- Sire: Star Kingdom (IRE)
- Grandsire: Stardust
- Dam: Flight's Daughter
- Damsire: Helios (GB)
- Sex: Stallion
- Foaled: 1955
- Country: Australia
- Colour: Dark Bay or Brown
- Trainer: Jack Green
- Record: 28: 5-7-5

Major wins
- Golden Slipper Stakes (1958) Hill Stakes (1958) AJC Derby (1958)

= Skyline (horse) =

Australian-bred Thoroughbred racehorse

Skyline was a notable Australian Thoroughbred racehorse who was the best three-year-old of his year. He was a bay or brown stallion foaled in 1955 by the champion sire Star Kingdom (IRE) from Flight's Daughter by Helios (GB) from Flight by Royal Step.

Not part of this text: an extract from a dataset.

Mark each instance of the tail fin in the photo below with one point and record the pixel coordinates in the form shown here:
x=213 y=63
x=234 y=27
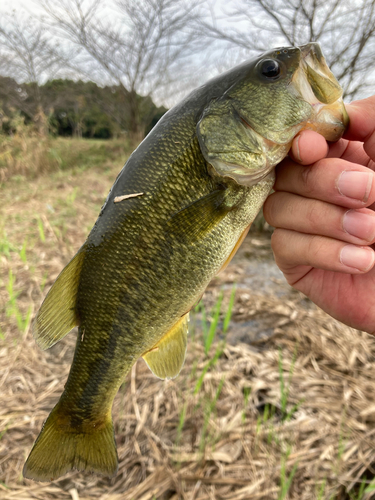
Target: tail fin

He was the older brother of another notable performer, Sky High.

Following exceptional wins in the 1958 STC Golden Slipper Stakes, STC Hill Stakes and AJC Derby (in race record time of 2:28.8), his promising career was put on hold following a severe injury sustained in a stable accident.

Skyline eventually recovered from the injury but was never the same horse, failing to register another win.

He was retired to stud with the record of 5 wins from 32 starts, and from very limited opportunities and only a few foals, he sired, among others, Sky Sailor, winner of 11 races.